Jonathan Katzenellenbogen, International Affairs Editor
4 May 2004
Johannesburg — SA's constitution could bind the country to fighting the extradition of suspected mercenaries from Zimbabwe, an international law specialist said yesterday.
As most of the 70 detainees carry South African passports, SA may be obliged to step in to protect their rights, said Anton Katz, an advocate practising international law in Cape Town. The men were unlikely to receive a fair trial should they be deported to Equatorial Guinea, he said.
However, the interpretation of the constitution hinges on the outcome of a case in the Pretoria High Court, to determine if South African citizens whose rights have been violated by foreign countries deserve "diplomatic protection" from Pretoria.
The case was brought by Josias van Zyl and the South African shareholders of the Swissbourgh group, a diamond mining company whose assets were expropriated without compensation by the Lesotho government.
The suspected mercenaries are being held in a high-security prison in Harare. Equatorial Guinea claims they planned to join another group of 15, already in that country, in an attempt to overthrow its president.

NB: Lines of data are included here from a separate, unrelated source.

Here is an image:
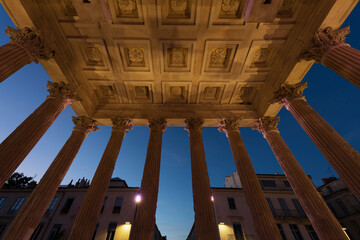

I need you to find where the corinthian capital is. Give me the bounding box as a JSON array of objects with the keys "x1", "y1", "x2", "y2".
[
  {"x1": 271, "y1": 82, "x2": 307, "y2": 104},
  {"x1": 149, "y1": 118, "x2": 167, "y2": 131},
  {"x1": 218, "y1": 118, "x2": 241, "y2": 137},
  {"x1": 184, "y1": 117, "x2": 204, "y2": 132},
  {"x1": 253, "y1": 116, "x2": 280, "y2": 136},
  {"x1": 72, "y1": 116, "x2": 99, "y2": 134},
  {"x1": 47, "y1": 81, "x2": 80, "y2": 105},
  {"x1": 111, "y1": 118, "x2": 133, "y2": 132},
  {"x1": 301, "y1": 26, "x2": 350, "y2": 62},
  {"x1": 5, "y1": 26, "x2": 54, "y2": 62}
]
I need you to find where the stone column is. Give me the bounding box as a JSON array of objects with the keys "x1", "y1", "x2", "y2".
[
  {"x1": 219, "y1": 118, "x2": 282, "y2": 240},
  {"x1": 302, "y1": 26, "x2": 360, "y2": 88},
  {"x1": 272, "y1": 82, "x2": 360, "y2": 199},
  {"x1": 0, "y1": 81, "x2": 79, "y2": 189},
  {"x1": 2, "y1": 116, "x2": 98, "y2": 240},
  {"x1": 0, "y1": 26, "x2": 53, "y2": 83},
  {"x1": 185, "y1": 118, "x2": 218, "y2": 240},
  {"x1": 130, "y1": 118, "x2": 167, "y2": 240},
  {"x1": 68, "y1": 118, "x2": 132, "y2": 240},
  {"x1": 254, "y1": 116, "x2": 348, "y2": 240}
]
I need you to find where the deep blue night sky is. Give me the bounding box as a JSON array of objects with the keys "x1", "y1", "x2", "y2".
[{"x1": 1, "y1": 3, "x2": 360, "y2": 239}]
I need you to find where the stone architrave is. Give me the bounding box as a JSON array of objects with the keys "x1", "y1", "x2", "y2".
[
  {"x1": 0, "y1": 26, "x2": 53, "y2": 83},
  {"x1": 301, "y1": 26, "x2": 360, "y2": 88},
  {"x1": 2, "y1": 116, "x2": 98, "y2": 240},
  {"x1": 219, "y1": 118, "x2": 282, "y2": 240},
  {"x1": 272, "y1": 82, "x2": 360, "y2": 199},
  {"x1": 68, "y1": 118, "x2": 132, "y2": 240},
  {"x1": 0, "y1": 81, "x2": 79, "y2": 189},
  {"x1": 184, "y1": 118, "x2": 219, "y2": 240},
  {"x1": 254, "y1": 116, "x2": 348, "y2": 240},
  {"x1": 130, "y1": 118, "x2": 167, "y2": 240}
]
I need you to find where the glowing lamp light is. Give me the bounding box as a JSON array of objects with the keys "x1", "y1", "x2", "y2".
[
  {"x1": 219, "y1": 222, "x2": 225, "y2": 225},
  {"x1": 125, "y1": 222, "x2": 131, "y2": 225},
  {"x1": 211, "y1": 196, "x2": 214, "y2": 202},
  {"x1": 135, "y1": 194, "x2": 142, "y2": 203}
]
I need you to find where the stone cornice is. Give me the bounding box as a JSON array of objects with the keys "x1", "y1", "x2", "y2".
[
  {"x1": 148, "y1": 118, "x2": 167, "y2": 131},
  {"x1": 218, "y1": 118, "x2": 241, "y2": 137},
  {"x1": 47, "y1": 81, "x2": 80, "y2": 105},
  {"x1": 111, "y1": 118, "x2": 133, "y2": 132},
  {"x1": 184, "y1": 117, "x2": 204, "y2": 131},
  {"x1": 271, "y1": 82, "x2": 307, "y2": 104},
  {"x1": 301, "y1": 26, "x2": 350, "y2": 63},
  {"x1": 253, "y1": 116, "x2": 280, "y2": 136},
  {"x1": 5, "y1": 26, "x2": 54, "y2": 63},
  {"x1": 72, "y1": 116, "x2": 99, "y2": 134}
]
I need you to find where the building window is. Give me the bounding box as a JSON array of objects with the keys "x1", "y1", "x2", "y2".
[
  {"x1": 60, "y1": 198, "x2": 74, "y2": 214},
  {"x1": 0, "y1": 198, "x2": 7, "y2": 208},
  {"x1": 92, "y1": 223, "x2": 99, "y2": 240},
  {"x1": 48, "y1": 224, "x2": 62, "y2": 240},
  {"x1": 101, "y1": 197, "x2": 107, "y2": 214},
  {"x1": 0, "y1": 223, "x2": 7, "y2": 236},
  {"x1": 266, "y1": 198, "x2": 276, "y2": 216},
  {"x1": 292, "y1": 199, "x2": 306, "y2": 217},
  {"x1": 45, "y1": 197, "x2": 58, "y2": 214},
  {"x1": 278, "y1": 198, "x2": 291, "y2": 217},
  {"x1": 327, "y1": 202, "x2": 337, "y2": 216},
  {"x1": 277, "y1": 224, "x2": 287, "y2": 240},
  {"x1": 8, "y1": 197, "x2": 25, "y2": 214},
  {"x1": 227, "y1": 197, "x2": 236, "y2": 210},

Harare has threatened to extradite them to Equatorial Guinea where they could face execution.
The foreign affairs department said last week that it had no legal recourse to halt the extradition. The department said the matter was out of its control as it fell within the sovereign rights of both countries. The department also said Zimbabwe and Equatorial Guinea were free to undertake "such measures as may be necessary to punish" those who violated the Organisation of African Unity's convention on mercenary activity.
But Katz said a positive judgment in the high court case would force SA to intervene in the suspected mercenaries case. The judgment could bind government in terms of the constitution to offering "diplomatic protection" to its citizens abroad if they were not granted internationally accepted minimum rights.
Diplomatic protection covers a wide variety of ways in which a state can attempt to halt a foreign government infringing on its citizens' international rights.
Katz said the legal right to diplomatic intervention by foreign affairs could hinge on whether or not the judicial process in Equatorial Guinea accorded with international standards.
Expropriation, torture, and an unfair trail would constitute a violation of these standards.